Lymphedema can also ensue from other mechanisms of lymphatic trauma, among them burns, large or circumferential wounds of the extremity, or other iatrogenic causes.48
Other Causes
Other conditions leading to or associated with obstruction of lymphatic channels include tuberculosis, contact dermatitis, rheumatoid arthritis, and pregnancy.49 Autoimmune destruction of the lymphatics remains an interesting but unproven etiology.50 Factitious lymphedema (“oedema bleu”) also occurs. The condition usually affects the hand, arm, or both; is unilateral; and is induced by applications of tourniquets, self-inflicted cellulitis, or maintenance of the limb in an immobile and dependent state. Chronic subcutaneous injections of drugs (most notably, pentazocine hydrochloride) also may lead to lymphatic sclerosis and obstruction.
Pathology of Lymphedema
Early in the natural history of lymphedema, there is variable thickening of the epidermis; the skin becomes rough with hyperkeratosis and accentuation of skin folds.

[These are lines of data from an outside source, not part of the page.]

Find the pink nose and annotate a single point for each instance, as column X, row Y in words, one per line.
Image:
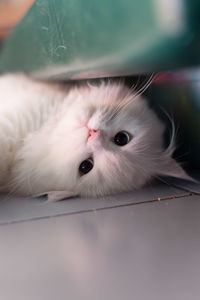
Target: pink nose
column 93, row 133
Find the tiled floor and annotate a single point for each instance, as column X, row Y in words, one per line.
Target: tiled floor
column 141, row 245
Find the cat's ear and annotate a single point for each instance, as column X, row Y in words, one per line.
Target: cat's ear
column 172, row 169
column 59, row 195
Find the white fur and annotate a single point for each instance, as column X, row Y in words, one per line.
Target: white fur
column 43, row 139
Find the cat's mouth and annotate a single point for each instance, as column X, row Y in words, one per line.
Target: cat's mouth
column 93, row 133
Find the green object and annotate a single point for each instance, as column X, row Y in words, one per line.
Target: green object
column 91, row 38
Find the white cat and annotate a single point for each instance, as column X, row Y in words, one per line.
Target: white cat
column 78, row 140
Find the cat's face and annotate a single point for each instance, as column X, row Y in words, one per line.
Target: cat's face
column 104, row 142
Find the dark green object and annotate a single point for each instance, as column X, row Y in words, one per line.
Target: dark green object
column 91, row 38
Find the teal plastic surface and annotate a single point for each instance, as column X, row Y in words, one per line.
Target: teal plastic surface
column 87, row 39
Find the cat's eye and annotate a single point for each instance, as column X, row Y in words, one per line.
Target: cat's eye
column 86, row 166
column 122, row 138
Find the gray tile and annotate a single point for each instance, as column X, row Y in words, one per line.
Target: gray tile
column 191, row 186
column 144, row 252
column 15, row 209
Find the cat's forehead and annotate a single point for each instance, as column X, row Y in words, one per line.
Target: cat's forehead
column 105, row 92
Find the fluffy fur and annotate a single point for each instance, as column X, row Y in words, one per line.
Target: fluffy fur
column 44, row 138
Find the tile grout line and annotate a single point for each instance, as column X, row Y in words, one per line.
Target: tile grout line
column 94, row 210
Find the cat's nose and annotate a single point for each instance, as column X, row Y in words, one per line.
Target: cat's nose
column 93, row 133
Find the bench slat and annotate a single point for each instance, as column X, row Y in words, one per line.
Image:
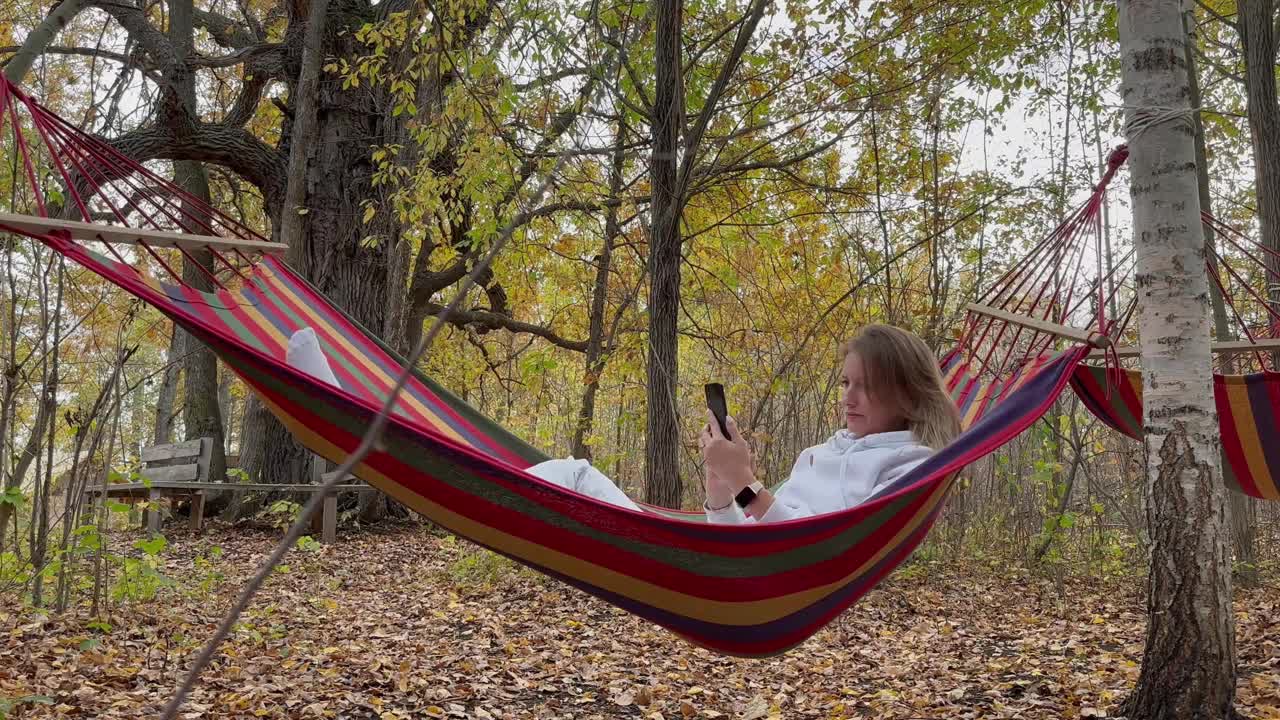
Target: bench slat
column 176, row 451
column 172, row 473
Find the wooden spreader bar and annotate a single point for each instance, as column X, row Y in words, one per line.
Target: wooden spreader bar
column 1092, row 338
column 1225, row 347
column 94, row 232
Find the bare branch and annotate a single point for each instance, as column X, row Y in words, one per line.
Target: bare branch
column 713, row 96
column 498, row 320
column 225, row 31
column 223, row 145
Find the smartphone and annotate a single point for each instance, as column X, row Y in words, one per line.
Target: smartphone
column 716, row 402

Organization and fibrosis may lead to development of papillomatosis. Early on, substantial edema of the dermis may occur. On cut section of gross specimens, the dermis is firm and gray, as is the deep fascia. Usually later in the course, but sometimes quite early, there may be expansion of the subcutaneous adipose tissue, often septated by prominent fibrous strands. In some specimens, compression causes lymph to exude from the dermis and subcutaneous tissue, although this is not a prominent feature. Microscopic examination reveals hyperkeratosis with prominent dermal fibrosis, as well as variable degrees of dermal edema (Fig. 58-3). Abundant subcutaneous fat with prominent fibrous septa is apparent in all cases. Often, perivascular inflammatory cells (lymphocytes, plasma cells, and occasionally eosinophils) can be seen. The lymphatic vessels often are difficult to visualize and may be obliterated or thrombosed by previous inflammatory episodes or may be congenitally absent or hypoplastic. Dilation of the lymphatics may be seen.
Figure 58-3 Skin biopsy in chronic lymphedema discloses characteristic hyperkeratosis and hypercellularity.